In [1]:
import numpy as np
import pickle
import os
import pandas as pds
from names_dataset import NameDataset
from tqdm import tqdm
import datetime

Sources:

- Countries 2 letters code from: https://gist.github.com/mlisovyi/e8df5c907a8250e14cc1e5933ed53ffd

- Age distributions from: the World Bank (helped with Chatgpt), the World Health Organization (helped with Chatgpt), the World Factbook (cia.gov)

- Population sizes from: United Nations Department of Economic and Social Affairs, Eurostat and the World Bank (helped with Chatgpt)

- names and last names from: https://github.com/philipperemy/name-dataset (Facebook Data Leak 2019)

In [2]:
with open(os.path.join('data dictionaries', 'european_countries_code.pkl'), 'rb') as f:
    european_countries_code = pickle.load(f)

with open(os.path.join('data dictionaries', 'european_countries_pop.pkl'), 'rb') as f:
    european_countries_pop = pickle.load(f)
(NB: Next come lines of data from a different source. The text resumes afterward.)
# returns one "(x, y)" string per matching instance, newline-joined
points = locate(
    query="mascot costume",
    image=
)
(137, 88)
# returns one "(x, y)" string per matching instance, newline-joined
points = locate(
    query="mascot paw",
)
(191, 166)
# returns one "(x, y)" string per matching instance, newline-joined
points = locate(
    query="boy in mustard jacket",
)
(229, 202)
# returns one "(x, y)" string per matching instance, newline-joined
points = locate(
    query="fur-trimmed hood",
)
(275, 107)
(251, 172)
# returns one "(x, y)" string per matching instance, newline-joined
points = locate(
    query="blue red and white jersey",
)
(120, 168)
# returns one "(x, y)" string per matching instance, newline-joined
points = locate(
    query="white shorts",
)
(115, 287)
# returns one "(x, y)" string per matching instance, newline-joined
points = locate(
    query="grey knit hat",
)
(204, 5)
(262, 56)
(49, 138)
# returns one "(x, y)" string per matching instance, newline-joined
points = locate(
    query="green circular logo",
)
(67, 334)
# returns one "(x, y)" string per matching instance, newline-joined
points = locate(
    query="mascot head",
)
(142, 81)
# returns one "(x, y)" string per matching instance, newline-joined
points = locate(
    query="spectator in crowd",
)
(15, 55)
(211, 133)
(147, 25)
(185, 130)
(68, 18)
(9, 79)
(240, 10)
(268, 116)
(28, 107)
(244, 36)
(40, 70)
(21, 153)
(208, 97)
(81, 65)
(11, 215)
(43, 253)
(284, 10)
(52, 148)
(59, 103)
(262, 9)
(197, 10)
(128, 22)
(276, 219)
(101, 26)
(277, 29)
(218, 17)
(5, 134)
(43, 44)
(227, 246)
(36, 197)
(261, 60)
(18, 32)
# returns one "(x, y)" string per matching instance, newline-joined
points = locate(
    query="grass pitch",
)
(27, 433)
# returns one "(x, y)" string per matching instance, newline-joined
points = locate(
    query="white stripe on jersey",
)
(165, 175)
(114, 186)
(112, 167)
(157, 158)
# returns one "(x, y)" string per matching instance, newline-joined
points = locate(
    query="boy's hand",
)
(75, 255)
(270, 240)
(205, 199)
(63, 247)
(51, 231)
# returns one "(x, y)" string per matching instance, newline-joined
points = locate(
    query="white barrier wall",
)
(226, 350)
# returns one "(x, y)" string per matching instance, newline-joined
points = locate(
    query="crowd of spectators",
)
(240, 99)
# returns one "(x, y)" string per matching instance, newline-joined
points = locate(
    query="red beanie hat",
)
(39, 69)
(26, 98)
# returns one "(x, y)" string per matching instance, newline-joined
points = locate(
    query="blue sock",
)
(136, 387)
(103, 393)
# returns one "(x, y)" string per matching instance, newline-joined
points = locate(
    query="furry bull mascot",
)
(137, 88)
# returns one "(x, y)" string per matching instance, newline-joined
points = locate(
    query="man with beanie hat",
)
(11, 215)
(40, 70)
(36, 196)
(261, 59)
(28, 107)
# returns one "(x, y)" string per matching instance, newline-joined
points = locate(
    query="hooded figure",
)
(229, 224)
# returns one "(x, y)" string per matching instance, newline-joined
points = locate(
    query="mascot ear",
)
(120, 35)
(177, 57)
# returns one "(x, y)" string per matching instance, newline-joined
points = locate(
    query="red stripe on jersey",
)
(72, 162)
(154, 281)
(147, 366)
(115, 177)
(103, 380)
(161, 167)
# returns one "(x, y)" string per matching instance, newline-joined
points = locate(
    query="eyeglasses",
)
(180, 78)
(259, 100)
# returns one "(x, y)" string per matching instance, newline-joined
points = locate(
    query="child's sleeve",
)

with open(os.path.join('data dictionaries', 'european_countries_age.pkl'), 'rb') as f:
    european_countries_age = pickle.load(f)

In [3]:
# generate dataset with identifiers (names, birth year, nationality, gender)

N = 50000

country_proba_names = {}

country = list(european_countries_code.keys())[0]
country_code = european_countries_code[country]
pop_proportion = european_countries_pop[country]
age_distr = european_countries_age[country]

big_df = pds.read_csv(os.path.join('data names', country_code+'.csv'), delimiter = ',', names = ['name', 'family name', 'gender', 'country'])
sample_df = big_df.sample(n = int(N*pop_proportion))
sample_df['birth year'] = 2020 - np.random.choice(a = [np.random.randint(int(interval[:2]), int(interval[3:])) for interval in age_distr.keys()], size = sample_df.shape[0], p = list(age_distr.values()))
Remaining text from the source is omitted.